When news of his shlichus to Pittsburgh became known in Chicago, there were people who were sorry to lose this beloved Chassid. One of them, R’ Nachum Dovber Deitsch, wrote a letter to the Rebbe Rayatz and asked him not to take R’ Sholom from Chicago. The Rebbe responded that R’ Sholom’s shlichus, the place where he would be able to accomplish in spreading Torah, was in chinuch as a rosh yeshiva in Pittsburgh.

In the summer of 5703/1943, R’ Sholom arrived in Pittsburgh and was appointed menahel of the yeshiva, which was a school started a year earlier by Mordechai Dov Altein. Rashag paid the salaries from the offices of the yeshiva in New York, but R’ Sholom had to fundraise for the yeshiva and send the money back to NY so that Rashag would be able to pay his salary.

In a letter that the Rebbe wrote to him there were a number of instructions about his shlichus in Pittsburgh. He had to be careful regarding his personal dignity in speech and dress so that he could fundraise; he had to be mekarev Mordechai Dov Altein and praise him to the community for being a yeshiva bachur “made in America;” he needed to arrange farbrengens without interfering with the times that Altein is reviewing Chassidus with them, etc. The Rebbe also told him to establish an actual yeshiva and a Beis Rivka for girls.
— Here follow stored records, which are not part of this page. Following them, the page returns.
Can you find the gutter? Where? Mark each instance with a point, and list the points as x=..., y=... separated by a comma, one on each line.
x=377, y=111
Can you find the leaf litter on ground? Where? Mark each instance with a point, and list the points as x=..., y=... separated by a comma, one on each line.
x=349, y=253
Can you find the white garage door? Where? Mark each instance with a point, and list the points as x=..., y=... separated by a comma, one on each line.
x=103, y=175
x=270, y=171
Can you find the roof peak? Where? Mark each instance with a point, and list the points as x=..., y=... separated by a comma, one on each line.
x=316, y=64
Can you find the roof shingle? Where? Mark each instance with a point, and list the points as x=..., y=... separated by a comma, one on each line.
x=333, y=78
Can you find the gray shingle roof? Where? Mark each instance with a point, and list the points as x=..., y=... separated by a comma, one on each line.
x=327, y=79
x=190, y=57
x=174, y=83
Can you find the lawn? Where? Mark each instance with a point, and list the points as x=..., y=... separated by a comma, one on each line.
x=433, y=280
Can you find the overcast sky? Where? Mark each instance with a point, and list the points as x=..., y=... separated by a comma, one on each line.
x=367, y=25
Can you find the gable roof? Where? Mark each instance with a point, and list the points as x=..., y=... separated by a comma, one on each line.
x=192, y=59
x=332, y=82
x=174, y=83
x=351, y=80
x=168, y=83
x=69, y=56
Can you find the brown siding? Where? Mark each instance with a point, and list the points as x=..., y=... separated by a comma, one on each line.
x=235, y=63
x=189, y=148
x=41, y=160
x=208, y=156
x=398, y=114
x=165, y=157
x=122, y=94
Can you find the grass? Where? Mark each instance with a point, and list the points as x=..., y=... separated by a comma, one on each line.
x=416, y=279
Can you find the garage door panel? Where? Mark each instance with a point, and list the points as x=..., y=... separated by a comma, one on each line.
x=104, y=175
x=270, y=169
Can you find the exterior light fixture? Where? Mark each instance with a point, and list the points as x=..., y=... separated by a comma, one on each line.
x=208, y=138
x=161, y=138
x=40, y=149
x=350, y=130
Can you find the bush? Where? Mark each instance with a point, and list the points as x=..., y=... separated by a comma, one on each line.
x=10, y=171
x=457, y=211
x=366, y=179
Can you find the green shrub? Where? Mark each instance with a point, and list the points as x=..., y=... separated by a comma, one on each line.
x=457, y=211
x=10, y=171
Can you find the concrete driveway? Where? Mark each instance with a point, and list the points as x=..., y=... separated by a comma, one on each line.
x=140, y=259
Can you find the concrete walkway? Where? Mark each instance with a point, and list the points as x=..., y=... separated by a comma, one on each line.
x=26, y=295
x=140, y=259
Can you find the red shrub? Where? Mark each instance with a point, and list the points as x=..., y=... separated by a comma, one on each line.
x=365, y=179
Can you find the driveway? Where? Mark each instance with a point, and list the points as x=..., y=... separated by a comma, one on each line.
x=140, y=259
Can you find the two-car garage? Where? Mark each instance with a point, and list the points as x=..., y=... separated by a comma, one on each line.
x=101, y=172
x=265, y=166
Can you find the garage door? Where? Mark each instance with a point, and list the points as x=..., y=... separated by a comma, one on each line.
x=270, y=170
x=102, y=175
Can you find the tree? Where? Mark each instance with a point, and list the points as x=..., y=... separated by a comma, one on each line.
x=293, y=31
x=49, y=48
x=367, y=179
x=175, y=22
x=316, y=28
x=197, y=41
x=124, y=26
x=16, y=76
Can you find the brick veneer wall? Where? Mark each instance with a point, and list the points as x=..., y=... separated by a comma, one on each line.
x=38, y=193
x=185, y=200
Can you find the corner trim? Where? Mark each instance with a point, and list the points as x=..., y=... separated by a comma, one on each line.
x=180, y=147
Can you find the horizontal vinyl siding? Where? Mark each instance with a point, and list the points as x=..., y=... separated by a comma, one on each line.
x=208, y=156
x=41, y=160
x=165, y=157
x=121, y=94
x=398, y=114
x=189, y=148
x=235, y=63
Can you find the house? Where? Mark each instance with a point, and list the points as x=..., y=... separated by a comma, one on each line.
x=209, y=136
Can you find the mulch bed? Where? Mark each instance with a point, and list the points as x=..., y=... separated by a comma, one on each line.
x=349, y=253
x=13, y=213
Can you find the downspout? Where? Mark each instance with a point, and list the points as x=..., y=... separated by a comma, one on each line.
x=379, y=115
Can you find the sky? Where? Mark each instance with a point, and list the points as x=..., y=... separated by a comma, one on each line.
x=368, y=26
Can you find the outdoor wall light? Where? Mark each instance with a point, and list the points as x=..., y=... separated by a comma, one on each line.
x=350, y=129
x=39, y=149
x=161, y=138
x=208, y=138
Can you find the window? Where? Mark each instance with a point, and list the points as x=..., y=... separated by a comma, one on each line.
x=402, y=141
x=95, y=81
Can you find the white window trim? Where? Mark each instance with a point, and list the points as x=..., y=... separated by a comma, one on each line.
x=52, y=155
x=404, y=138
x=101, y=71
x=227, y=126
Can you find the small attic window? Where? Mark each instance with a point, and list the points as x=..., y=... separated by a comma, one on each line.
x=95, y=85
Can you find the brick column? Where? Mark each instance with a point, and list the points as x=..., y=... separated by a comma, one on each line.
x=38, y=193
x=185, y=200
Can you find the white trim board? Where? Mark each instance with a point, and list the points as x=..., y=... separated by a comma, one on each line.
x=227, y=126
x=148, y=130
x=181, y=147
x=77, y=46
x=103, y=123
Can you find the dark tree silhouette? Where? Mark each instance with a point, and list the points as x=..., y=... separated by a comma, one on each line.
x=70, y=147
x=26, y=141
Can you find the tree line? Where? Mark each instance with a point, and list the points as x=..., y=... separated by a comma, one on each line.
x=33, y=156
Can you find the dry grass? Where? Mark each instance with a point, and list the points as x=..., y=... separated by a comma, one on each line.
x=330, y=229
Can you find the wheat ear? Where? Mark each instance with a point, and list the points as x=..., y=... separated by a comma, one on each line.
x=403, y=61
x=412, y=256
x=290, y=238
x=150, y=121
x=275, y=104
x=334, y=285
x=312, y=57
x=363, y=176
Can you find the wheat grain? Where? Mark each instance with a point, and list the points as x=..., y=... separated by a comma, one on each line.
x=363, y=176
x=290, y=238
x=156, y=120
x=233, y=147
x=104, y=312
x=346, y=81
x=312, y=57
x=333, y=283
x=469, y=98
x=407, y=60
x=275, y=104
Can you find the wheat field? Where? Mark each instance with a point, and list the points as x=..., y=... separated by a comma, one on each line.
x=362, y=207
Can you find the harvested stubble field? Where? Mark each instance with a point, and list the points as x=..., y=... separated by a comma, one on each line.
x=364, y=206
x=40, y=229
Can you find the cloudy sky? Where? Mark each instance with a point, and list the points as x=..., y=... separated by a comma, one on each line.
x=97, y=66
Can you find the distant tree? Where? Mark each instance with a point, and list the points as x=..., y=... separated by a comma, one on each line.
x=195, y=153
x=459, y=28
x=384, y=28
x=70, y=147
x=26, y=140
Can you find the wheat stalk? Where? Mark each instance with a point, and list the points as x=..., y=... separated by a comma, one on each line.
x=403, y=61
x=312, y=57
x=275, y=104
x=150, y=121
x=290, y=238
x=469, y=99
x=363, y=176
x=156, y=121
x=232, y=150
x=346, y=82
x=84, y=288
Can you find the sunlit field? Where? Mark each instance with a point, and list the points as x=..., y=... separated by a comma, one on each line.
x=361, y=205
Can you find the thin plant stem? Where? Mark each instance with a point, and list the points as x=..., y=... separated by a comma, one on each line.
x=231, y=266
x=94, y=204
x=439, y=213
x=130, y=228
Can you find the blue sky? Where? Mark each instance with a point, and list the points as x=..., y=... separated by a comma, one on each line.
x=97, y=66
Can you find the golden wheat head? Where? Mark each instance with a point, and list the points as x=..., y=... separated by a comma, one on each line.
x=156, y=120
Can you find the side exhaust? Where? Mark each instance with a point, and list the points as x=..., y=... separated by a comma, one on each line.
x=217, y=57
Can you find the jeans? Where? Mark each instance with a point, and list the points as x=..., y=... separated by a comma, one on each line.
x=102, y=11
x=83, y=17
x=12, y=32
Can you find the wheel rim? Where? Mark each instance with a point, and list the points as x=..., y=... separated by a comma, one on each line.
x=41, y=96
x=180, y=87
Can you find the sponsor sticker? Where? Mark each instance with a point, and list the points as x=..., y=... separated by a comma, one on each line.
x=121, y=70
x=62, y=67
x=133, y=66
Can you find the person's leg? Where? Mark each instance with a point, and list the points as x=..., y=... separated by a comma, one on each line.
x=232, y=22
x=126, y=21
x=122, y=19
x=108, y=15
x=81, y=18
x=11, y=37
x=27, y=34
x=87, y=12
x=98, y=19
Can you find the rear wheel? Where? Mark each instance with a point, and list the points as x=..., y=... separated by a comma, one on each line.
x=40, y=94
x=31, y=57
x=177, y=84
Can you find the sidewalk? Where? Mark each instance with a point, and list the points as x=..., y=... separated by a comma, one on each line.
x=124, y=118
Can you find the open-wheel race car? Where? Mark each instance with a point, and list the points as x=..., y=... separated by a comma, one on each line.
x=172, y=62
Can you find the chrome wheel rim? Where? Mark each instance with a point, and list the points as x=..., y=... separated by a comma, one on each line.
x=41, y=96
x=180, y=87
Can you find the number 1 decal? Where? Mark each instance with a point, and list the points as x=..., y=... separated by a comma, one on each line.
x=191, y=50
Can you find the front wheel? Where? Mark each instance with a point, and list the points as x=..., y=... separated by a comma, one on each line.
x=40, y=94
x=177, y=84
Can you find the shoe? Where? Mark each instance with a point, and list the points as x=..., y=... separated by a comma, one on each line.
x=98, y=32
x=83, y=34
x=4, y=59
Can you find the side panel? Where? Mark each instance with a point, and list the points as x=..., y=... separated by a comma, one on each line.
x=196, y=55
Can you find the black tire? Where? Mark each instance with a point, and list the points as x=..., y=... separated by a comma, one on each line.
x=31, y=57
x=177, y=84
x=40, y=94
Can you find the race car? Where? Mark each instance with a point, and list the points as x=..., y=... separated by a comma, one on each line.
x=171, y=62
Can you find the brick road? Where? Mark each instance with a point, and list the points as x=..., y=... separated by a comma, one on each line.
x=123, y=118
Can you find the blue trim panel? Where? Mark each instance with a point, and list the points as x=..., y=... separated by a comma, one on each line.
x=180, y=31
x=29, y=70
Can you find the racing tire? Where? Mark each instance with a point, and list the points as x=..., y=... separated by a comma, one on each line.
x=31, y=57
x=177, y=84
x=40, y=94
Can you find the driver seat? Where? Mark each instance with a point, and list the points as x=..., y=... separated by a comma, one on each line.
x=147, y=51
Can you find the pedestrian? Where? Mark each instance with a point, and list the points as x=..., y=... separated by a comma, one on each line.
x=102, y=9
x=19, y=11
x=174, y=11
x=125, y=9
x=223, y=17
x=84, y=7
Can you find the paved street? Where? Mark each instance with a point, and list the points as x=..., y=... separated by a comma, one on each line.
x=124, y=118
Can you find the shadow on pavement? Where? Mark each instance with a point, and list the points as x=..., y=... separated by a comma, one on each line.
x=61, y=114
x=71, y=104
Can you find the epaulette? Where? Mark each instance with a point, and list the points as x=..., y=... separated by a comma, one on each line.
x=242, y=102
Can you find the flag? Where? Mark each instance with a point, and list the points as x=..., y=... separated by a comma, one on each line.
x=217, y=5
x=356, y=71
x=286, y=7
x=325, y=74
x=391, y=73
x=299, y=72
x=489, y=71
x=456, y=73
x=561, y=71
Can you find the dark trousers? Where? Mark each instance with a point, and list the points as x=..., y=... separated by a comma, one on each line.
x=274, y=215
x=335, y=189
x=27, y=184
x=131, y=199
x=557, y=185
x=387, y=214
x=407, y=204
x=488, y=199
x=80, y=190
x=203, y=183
Mordechai Dov Altein married about a year later and left Pittsburgh in order to start another yeshiva, in New Haven. Before he left, the Rebbe instructed R’ Sholom to arrange a nice reception for him that would make an impression and bring honor to the yeshiva.

R’ Sholom was in touch with the Rebbe MH”M even before he accepted the Chabad leadership. His son, R’ Zushe, remembers his father sitting with the Rebbe at a table in the southwest corner of the small zal and talking. In 5710, R’ Sholom was one of the Chassidim who immediately was mekushar to the Rebbe MH”M.

Throughout his life R’ Sholom was a model of a Chassid who lives with the Rebbe every minute of the day. That is the way it was with the Rebbe Rashab, with the Rebbe Rayatz, and with the Rebbe. Not surprisingly, when R’ Zushe recounted a story with the Rebbe and I asked, “Which Rebbe,” he said, “I don’t know, I didn’t ask.” To R’ Sholom, the Rebbe is one, ongoing essential entity.

His wife Chaya passed away in 5750 after years of being ill. The Rebbe went out to her funeral and remained standing even after the car belonging to the burial society had disappeared from view, for over twenty minutes. R’ Posner passed away on 24 Kislev 5754. He is survived by dozens of children, grandchildren, and great-grandchildren, many of whom are on shlichus around the world.

Reader Comments (1)

Rav Zalman Posner z”l told me that when his father was in Israel breaking rocks with a pickax and with bandaged hands, a Jew came along and saw Rav Sholom working while wearing tzitzis. This had a profound affect on the Jew, causing him to return to observance.